Если убьют, так что ж... Но пока жив, он их к себе не подпустит.
Смерти в бою он не боялся - перебоялся уже за десяток самых безвыходных положений, - страшно
было стать для других обузой, как это случилось с их взводным Жмаченко. Осенью в Крыжовском лесу
тот был ранен осколком в живот, и они совершенно измучились, пока тащили его по болоту мимо
карателей, когда каждому нелегко было уберечь собственную голову. А вечером, когда выбрались в
безопасное место, Жмаченко скончался.
Сотников больше всего боялся именно такой участи, хотя, кажется, такая его минует. Спастись,
разумеется, не придется.
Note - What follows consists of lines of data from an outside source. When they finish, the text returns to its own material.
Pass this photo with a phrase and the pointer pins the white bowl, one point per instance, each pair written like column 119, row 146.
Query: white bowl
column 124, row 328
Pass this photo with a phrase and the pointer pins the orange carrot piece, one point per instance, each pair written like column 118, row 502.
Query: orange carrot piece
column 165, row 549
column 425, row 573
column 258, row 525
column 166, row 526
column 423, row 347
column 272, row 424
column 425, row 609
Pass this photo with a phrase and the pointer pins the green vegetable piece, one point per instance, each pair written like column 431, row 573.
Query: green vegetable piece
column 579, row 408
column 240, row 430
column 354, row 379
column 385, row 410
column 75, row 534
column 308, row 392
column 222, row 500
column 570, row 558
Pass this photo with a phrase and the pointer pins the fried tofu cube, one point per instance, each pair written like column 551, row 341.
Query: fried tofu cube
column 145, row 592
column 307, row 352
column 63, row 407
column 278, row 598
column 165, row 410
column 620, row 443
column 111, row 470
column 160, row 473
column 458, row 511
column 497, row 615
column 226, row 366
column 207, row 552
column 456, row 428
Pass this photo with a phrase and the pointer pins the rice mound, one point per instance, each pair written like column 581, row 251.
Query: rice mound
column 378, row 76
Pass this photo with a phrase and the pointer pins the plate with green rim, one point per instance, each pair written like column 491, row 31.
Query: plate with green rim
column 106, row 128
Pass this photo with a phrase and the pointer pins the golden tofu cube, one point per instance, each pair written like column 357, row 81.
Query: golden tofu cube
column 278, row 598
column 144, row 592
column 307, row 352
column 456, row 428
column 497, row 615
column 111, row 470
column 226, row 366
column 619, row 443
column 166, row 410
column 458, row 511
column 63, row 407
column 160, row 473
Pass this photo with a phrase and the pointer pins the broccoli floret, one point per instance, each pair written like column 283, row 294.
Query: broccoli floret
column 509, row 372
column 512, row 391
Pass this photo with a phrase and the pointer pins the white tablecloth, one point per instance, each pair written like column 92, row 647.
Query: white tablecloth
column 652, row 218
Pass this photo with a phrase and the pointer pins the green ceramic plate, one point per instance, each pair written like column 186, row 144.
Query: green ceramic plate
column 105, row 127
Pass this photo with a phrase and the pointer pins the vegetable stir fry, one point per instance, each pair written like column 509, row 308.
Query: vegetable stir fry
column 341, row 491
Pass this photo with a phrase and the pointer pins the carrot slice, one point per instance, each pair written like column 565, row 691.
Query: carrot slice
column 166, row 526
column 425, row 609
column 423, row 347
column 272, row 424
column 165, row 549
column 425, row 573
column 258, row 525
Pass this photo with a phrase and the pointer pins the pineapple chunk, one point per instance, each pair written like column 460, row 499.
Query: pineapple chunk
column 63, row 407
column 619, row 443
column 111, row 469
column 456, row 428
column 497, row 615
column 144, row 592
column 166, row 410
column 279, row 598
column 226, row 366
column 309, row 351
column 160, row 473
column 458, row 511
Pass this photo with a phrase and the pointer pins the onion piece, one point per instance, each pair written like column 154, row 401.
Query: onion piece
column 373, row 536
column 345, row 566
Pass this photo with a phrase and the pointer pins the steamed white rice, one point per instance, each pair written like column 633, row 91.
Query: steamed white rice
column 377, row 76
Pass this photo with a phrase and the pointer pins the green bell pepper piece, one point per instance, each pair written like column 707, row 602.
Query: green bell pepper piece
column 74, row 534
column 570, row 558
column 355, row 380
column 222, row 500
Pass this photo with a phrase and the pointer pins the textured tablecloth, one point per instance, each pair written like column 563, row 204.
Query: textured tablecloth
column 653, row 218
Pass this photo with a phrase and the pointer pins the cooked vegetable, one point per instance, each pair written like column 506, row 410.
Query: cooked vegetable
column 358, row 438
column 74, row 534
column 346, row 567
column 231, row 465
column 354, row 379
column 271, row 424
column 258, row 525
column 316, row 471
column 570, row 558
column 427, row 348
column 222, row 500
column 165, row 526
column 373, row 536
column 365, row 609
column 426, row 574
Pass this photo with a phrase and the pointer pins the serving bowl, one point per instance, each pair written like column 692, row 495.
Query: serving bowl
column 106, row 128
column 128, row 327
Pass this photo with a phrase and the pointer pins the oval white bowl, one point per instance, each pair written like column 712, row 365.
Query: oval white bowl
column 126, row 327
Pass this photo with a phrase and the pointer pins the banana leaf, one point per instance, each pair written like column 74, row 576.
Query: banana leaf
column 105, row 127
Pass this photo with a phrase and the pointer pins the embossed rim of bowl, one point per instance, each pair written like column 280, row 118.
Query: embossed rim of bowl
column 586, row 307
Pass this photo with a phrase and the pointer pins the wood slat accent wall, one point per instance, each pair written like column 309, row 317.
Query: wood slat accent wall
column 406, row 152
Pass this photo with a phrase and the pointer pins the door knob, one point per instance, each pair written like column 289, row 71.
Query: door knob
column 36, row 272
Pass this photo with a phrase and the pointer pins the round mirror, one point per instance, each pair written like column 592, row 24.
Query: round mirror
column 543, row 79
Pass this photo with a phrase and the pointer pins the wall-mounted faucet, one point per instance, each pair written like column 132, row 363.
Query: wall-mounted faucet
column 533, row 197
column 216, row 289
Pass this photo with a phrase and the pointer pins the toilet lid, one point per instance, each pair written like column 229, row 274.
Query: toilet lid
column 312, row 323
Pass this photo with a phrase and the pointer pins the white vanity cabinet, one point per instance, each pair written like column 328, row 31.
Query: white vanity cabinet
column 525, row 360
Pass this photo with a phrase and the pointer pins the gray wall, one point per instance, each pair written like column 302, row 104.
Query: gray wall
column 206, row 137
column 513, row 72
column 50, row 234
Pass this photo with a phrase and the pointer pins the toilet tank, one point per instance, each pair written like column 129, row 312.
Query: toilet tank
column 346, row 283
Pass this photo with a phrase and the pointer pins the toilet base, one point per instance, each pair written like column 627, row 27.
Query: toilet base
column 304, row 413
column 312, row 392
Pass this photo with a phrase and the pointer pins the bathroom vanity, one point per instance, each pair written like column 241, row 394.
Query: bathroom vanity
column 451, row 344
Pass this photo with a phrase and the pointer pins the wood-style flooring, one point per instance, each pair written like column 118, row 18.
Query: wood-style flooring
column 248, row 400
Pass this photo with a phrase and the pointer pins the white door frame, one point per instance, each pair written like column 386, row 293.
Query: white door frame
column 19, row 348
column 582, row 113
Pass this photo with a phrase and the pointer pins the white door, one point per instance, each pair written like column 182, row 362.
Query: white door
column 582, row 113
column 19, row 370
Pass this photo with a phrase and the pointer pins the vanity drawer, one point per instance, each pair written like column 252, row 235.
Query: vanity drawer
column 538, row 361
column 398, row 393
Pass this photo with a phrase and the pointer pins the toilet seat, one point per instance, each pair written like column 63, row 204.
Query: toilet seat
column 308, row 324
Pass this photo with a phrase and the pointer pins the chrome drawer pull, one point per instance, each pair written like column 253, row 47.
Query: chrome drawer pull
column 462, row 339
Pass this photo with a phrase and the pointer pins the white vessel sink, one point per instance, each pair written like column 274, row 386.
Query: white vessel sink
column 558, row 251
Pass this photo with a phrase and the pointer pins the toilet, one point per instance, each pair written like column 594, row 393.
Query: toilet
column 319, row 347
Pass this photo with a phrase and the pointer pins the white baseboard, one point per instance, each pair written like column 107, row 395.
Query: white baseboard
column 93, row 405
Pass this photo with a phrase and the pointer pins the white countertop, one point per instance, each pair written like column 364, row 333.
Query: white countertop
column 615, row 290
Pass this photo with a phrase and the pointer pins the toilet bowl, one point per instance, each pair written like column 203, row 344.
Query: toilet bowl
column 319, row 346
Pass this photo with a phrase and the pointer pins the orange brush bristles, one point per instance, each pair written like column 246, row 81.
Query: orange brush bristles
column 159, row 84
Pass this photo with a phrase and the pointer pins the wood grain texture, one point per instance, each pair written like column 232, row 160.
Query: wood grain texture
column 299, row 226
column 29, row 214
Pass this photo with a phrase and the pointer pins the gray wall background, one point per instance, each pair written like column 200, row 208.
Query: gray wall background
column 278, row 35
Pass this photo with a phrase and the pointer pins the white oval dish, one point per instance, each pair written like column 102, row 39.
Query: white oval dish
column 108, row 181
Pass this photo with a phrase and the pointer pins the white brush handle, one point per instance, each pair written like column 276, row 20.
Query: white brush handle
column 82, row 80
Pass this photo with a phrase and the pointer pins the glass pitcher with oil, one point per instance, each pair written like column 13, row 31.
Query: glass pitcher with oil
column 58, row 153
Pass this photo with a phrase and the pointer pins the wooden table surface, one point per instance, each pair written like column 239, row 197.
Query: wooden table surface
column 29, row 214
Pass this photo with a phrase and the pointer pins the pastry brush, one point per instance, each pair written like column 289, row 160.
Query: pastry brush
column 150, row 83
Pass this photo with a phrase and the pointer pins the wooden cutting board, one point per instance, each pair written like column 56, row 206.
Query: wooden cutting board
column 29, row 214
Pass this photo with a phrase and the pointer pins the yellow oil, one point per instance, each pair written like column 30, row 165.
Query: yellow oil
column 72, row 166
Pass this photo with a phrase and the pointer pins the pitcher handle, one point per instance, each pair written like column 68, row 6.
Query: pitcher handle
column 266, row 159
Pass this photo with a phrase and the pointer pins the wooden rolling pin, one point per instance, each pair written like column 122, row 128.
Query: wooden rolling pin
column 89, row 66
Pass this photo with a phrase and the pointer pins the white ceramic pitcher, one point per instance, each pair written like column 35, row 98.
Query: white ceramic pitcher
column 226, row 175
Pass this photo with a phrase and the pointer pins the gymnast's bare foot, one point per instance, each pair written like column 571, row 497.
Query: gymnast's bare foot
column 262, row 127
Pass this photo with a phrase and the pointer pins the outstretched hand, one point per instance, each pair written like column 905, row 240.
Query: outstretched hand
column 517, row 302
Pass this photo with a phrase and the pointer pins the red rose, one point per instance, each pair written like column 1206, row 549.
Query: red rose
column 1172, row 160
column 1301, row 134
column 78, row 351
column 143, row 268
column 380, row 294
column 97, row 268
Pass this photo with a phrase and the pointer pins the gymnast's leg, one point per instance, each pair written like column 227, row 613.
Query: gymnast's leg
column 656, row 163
Но он был в сознании и имел оружие - это главное. Нога как-то странно
мертвела от стопы до бедра, он уже не чувствовал и теплоты крови, которой, наверно, натекло немало.
Те, на пригорке, после нескольких выстрелов теперь выжидали. Но вот кто-то из них поднялся.
Остальные остались лежать, а этот один черной тенью быстро скатился со склона и замер. Сотников
потянулся руками к винтовке и почувствовал, как он ослабел. К тому же сильней стала болеть нога.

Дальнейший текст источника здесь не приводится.